El bar es el de siempre, la gente no. Miro alrededor buscado a alguien que esté en solitario, igual que yo. El vaso de vodka está a punto de quedar vacío, bebo rápido y sin mesura, como si fuese el último de mi vida.
Pago la cuenta, los tragos no fueron gratis. Agarro mi chaqueta y me la voy poniendo mientras camino a la salida. La calle está infestada de gente, parece que celebran algo. Meto las manos en los bolsillos y camino pateando una piedra, y es cuando me doy cuenta que la soledad está bien.
La caminata es lenta, mientras a mi alrededor todo pasa demasiado rápido.

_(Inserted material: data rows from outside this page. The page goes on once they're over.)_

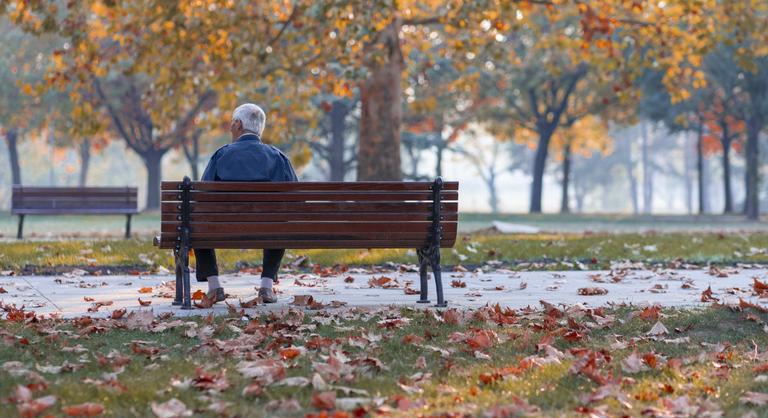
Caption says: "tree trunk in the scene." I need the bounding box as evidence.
[486,167,499,214]
[696,123,707,214]
[530,124,556,213]
[5,129,21,185]
[640,121,653,214]
[77,138,91,187]
[435,141,445,177]
[683,132,693,215]
[178,129,203,181]
[141,150,167,210]
[624,142,640,215]
[720,122,733,213]
[328,100,349,181]
[744,112,763,220]
[357,17,404,181]
[560,144,571,213]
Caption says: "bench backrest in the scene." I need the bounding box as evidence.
[158,182,459,248]
[11,186,138,215]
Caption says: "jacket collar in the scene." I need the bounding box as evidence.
[235,132,261,142]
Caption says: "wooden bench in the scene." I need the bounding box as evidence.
[11,186,139,239]
[155,177,459,309]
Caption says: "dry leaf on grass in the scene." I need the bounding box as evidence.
[152,398,193,418]
[579,287,608,296]
[61,402,104,417]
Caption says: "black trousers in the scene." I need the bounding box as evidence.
[195,249,285,283]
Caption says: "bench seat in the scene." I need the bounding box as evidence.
[155,178,459,308]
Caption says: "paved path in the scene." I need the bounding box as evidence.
[0,269,768,317]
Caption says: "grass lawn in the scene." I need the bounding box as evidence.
[0,232,768,274]
[0,306,768,417]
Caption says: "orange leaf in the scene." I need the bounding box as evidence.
[61,402,104,417]
[312,391,336,410]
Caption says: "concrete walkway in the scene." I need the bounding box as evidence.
[0,269,768,317]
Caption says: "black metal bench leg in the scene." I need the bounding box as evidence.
[171,250,184,306]
[125,215,131,239]
[416,249,429,303]
[181,247,192,309]
[431,248,448,308]
[16,215,24,239]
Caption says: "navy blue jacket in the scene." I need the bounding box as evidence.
[202,134,298,181]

Voy escuchando lo que suena en cada bar, tienda y café que hay en la cuadra. Los bares pequeños siempre tienen la mejor música, y me alejan de todas esas melodías que siempre fastidian en otros lugares.
No encuentro un bar, no encuentro a nadie, y me angustia tener que regresar temprano a casa. La cajetilla de cigarrillos sin filtro aún tiene siete unidades que guardaba como reserva por si no encontraba un plan. Enciendo uno, y el humo se impregna en mi cabello. Una cerveza en una tienda me espera, la llevaré a casa.
Un taxi en el que suena una bachata se convierte en mi carruaje a casa. La cerveza sigue helada y ya sólo quedan cuatro cigarrillos que serán la mejor medicina para encontrar un sueño furtivo.